Brian Wilhelm’s research team uses the latest high-throughput technologies, such as next-generation DNA sequencing (e.g., RNA-seq, Cut-and-Run, ATAC-seq), and genome-wide CRISPR chemogenomic screens to elucidate the connections between transcriptional activity and the biology of pediatric leukemia.

Research theme

The ability to systematically sequence the entire genomes of cancer patients or to conduct high-resolution genome-wide association studies holds enormous potential for helping to elucidate the mechanisms underlying these diseases.

More specifically, Brian Wilhelm and his team use functional genomics approaches to study the genetic underpinnings of pediatric leukemia in order to understand how the disease arises and progresses.

The data generated by these approaches are then used to understand the basic mechanisms of transcriptional regulation, and in particular, dysregulation in the context of cancer.
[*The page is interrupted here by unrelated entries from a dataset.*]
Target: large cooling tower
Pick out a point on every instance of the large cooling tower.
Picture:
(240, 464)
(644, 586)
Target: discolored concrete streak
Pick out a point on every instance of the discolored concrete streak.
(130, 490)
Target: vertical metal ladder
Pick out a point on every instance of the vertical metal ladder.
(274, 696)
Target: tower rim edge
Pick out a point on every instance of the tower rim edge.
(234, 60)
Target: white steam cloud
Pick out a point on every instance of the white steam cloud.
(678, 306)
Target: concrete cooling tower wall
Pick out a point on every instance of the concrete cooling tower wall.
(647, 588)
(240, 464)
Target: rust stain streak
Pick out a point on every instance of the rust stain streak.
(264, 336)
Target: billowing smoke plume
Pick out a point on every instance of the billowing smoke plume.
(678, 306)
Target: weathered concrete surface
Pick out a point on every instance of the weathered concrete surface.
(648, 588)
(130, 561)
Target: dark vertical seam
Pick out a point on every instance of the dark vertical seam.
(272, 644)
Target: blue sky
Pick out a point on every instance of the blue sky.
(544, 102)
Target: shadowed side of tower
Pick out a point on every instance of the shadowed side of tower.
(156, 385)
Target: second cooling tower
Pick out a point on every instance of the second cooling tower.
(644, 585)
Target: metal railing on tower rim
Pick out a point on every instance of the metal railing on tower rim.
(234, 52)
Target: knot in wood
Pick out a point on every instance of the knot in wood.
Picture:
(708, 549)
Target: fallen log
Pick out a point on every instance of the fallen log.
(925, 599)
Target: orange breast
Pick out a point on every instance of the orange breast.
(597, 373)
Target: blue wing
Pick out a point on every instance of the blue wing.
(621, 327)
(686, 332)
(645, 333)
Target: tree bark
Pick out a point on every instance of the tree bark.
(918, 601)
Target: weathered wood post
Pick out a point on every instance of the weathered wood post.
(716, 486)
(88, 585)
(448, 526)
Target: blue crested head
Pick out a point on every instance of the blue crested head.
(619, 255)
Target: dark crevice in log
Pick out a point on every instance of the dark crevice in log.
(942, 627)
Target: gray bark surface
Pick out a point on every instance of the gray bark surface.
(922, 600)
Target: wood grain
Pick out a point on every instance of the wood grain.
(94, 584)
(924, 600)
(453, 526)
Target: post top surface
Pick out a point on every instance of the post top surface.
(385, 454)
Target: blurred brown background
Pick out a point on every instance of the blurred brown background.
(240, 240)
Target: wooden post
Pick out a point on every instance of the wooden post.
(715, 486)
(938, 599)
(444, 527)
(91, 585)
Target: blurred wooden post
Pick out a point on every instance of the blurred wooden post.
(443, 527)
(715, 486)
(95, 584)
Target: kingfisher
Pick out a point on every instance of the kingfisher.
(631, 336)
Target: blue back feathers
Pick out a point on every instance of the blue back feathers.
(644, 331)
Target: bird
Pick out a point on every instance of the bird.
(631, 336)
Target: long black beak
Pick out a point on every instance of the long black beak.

This new knowledge, combined with chemogenomic screening, aims to enable the development of new small-molecule-based therapies or immunotherapies for cancer.

Research objectives

Research conducted in Brian Wilhelm’s laboratory has led to the discovery of new genes that are consistently expressed in leukemic cells but not in normal blood cells. By further studying this small group of genes, the researchers are focusing their efforts on developing more effective treatments to improve survival rates for children with acute myeloid leukemia (AML).

Professor Wilhelm and his colleagues have also developed an in vivo experimental system capable of generating leukemias from umbilical cord blood samples using the same mutations found in patients. The sequencing and epigenetic data generated from these models help shed light on the molecular mechanisms underlying this disease.

In collaboration with the laboratories of Frédéric Barabé (Université Laval) and Sonia Cellot (Hôpital Saint-Justine), Brian Wilhelm and his team conducted large-scale pharmacological screens to identify new molecules capable of blocking the growth of leukemic cells while preserving normal hematopoietic stem cells. Many of these new molecules are currently undergoing characterization studies aimed at understanding their mechanism of action and validating their potential as targeted therapies.